The cells on the left are difficult to assess because the cell borders are missing, but the cells on the right are closely adhered, which I put in the category of epithelial. After that, I defer to the clinical pathologist for my answers! This one came back as a perianal adenoma.
After you have a diagnosis, in order to help with determining if you need wide margins, its good to have a biopsy. Some of them you can do excisional biopsies on. If it fits in a skin biopsy punch, go for it, it is a very quick procedure. But in the case of the perianal adenoma, it is much larger than the skin biopsy. Some pathologist will prefer a tru-cut biopsy, as you can get a core sample, but similar to doing your fine needle aspirates, you will want to take several samples, otherwise, they may not make the diagnosis. Then you are left cursing, having to call the owner with the "inconclusive" results. Bummer.
A few years ago, I did a tru-cut biopsy on a firm mass within a large lipoma that came back as a mast cell tumor, so you really don't know what you're getting into if you don't have a biopsy. While I prefer a biopsy before removing a mass, you do not always get the option. Sometimes you're asked to remove a lump while the pet is anesthetized for another reason, like a dental cleaning. Obviously, be mindful of what you are comfortable with. I have said, this is a great time for a biopsy, while they are sleeping, but you will gain confidence as time goes on.
Don't forget that you can always offer owners a referral. If you let the owners have a choice, say hey, this could be really scary, and there is a possibility that I may not remove it all, did you want to see a specialist? Then they understand that there are always limitations to what the naked eye can see. If they don't wish to be referred, likely due to costs, then at least they have been informed.
A Lesson Learned Too Late
There is one mass in particular that I had wished I had aspirated. Lesson learned too late. I was a new graduate as the second doctor in a two doctor practice. I had a patient come in with a interdigital cyst. Typically these are furunculosis, a reaction of the skin cells to the keratin, I usually explain it to owners like an ingrown hair.

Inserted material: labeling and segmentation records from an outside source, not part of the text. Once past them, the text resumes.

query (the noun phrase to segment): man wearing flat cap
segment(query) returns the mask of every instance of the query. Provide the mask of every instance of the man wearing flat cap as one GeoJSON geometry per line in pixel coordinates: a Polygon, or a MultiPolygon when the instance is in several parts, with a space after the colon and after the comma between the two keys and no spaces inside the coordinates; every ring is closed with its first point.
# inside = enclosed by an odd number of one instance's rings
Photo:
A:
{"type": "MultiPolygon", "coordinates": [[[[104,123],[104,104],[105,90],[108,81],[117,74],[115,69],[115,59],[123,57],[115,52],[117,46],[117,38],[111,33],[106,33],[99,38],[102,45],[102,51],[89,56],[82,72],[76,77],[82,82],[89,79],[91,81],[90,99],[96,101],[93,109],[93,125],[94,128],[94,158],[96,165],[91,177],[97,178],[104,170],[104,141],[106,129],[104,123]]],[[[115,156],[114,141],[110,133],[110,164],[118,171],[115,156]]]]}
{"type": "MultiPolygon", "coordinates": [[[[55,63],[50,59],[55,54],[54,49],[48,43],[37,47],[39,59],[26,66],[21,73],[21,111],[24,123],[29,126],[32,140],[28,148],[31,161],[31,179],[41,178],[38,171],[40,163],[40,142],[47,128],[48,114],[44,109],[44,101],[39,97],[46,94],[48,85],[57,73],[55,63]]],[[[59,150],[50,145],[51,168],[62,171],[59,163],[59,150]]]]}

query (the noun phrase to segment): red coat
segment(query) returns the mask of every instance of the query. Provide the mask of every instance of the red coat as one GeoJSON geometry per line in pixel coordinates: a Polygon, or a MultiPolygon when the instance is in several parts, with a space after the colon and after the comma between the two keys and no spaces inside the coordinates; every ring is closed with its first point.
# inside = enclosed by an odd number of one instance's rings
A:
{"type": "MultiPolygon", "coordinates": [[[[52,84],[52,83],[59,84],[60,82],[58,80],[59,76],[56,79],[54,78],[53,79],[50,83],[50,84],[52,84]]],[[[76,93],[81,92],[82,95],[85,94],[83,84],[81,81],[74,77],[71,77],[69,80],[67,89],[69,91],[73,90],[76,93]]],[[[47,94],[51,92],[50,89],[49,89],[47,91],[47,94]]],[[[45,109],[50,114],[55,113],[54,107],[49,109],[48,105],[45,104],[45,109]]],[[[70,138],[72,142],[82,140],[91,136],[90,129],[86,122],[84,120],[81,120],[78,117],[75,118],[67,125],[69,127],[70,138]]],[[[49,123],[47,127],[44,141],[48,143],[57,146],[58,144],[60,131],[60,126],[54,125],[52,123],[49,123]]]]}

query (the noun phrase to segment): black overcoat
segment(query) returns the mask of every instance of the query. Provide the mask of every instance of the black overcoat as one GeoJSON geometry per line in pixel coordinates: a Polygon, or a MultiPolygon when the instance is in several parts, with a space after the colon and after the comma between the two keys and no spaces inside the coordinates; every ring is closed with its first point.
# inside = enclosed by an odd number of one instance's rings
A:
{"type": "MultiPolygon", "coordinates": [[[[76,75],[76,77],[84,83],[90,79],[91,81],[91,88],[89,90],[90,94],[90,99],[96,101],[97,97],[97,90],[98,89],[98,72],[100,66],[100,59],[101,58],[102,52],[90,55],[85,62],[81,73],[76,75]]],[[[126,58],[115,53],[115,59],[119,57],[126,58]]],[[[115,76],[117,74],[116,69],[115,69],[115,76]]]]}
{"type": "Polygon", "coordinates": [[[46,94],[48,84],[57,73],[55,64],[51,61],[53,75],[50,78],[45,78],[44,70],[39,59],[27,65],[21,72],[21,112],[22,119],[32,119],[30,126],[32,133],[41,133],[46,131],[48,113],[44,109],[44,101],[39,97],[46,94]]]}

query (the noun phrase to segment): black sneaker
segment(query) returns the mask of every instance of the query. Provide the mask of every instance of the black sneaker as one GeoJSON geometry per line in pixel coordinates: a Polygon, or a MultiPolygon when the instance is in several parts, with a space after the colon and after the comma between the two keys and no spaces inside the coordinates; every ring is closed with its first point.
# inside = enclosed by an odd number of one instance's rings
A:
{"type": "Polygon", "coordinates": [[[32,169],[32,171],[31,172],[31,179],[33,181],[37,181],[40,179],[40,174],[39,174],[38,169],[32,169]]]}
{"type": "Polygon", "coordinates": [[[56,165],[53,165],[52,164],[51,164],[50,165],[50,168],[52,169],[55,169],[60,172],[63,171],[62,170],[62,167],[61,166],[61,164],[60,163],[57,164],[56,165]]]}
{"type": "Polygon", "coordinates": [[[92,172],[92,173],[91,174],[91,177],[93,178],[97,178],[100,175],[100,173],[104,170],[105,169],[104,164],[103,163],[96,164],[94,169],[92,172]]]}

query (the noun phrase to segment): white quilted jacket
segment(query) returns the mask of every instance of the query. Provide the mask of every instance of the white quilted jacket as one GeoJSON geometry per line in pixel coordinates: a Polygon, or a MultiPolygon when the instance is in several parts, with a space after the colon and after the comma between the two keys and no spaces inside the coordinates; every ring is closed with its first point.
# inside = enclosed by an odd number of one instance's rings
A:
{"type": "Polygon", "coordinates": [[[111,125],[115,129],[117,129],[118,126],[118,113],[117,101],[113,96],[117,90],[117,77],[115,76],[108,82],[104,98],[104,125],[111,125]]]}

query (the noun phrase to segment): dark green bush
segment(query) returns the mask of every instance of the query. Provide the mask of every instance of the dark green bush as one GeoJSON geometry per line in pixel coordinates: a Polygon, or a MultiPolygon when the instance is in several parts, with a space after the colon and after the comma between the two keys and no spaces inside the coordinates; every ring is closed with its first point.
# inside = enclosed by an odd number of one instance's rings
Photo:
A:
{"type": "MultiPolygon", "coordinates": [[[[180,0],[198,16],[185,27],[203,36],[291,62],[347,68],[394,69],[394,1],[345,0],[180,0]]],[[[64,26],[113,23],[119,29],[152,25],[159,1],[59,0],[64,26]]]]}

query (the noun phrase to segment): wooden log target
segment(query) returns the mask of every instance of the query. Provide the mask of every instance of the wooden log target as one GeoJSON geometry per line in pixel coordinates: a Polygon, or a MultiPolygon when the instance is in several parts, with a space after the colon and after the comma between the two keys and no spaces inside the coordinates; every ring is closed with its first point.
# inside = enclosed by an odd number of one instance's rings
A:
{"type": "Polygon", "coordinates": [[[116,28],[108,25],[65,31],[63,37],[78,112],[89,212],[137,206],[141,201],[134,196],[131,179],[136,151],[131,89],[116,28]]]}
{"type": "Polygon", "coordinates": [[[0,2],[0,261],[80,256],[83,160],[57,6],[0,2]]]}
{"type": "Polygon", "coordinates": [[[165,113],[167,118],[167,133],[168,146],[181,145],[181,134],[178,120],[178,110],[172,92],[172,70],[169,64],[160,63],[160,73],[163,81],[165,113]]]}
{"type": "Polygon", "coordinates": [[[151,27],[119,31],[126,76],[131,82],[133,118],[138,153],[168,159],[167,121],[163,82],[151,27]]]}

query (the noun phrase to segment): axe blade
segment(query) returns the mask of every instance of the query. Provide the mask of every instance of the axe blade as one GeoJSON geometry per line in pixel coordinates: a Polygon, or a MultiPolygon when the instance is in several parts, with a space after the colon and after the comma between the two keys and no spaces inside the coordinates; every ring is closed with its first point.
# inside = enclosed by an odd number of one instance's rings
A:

It's an inflammatory process, which usually responds to anti-inflammatory medication. This cyst was about the width of my thumb nail. I had my mentor have a look at it, I spoke about doing an FNA on it, and he said it likely wouldn't be useful, and I could poke it, but it was going to bleed everywhere. I spoke to the owner and mentioned this, and we decided to try a topical anti-inflammatory gel. A few weeks later, the dog has come back because the cyst still had not resolved, and now it was bigger. This time we tried an oral anti-inflammatory. A few weeks later, and this cyst still hadn't resolved, but this time it had burst and the owner described it like a piece of pepperoni. Eventually, we took a cell sample, and found out it was a mast cell tumor. The patient required a toe amputation to have this tumor removed. So in hindsight, I wish I had aspirated this cyst sooner! By the time we had removed the toe, it had already spread to the draining lymph nodes, and eventually to the lungs.
I tell this story because I want you, the new graduate, to stick to your schooling, aspirate anything you want to aspirate. You never know who you will end up saving.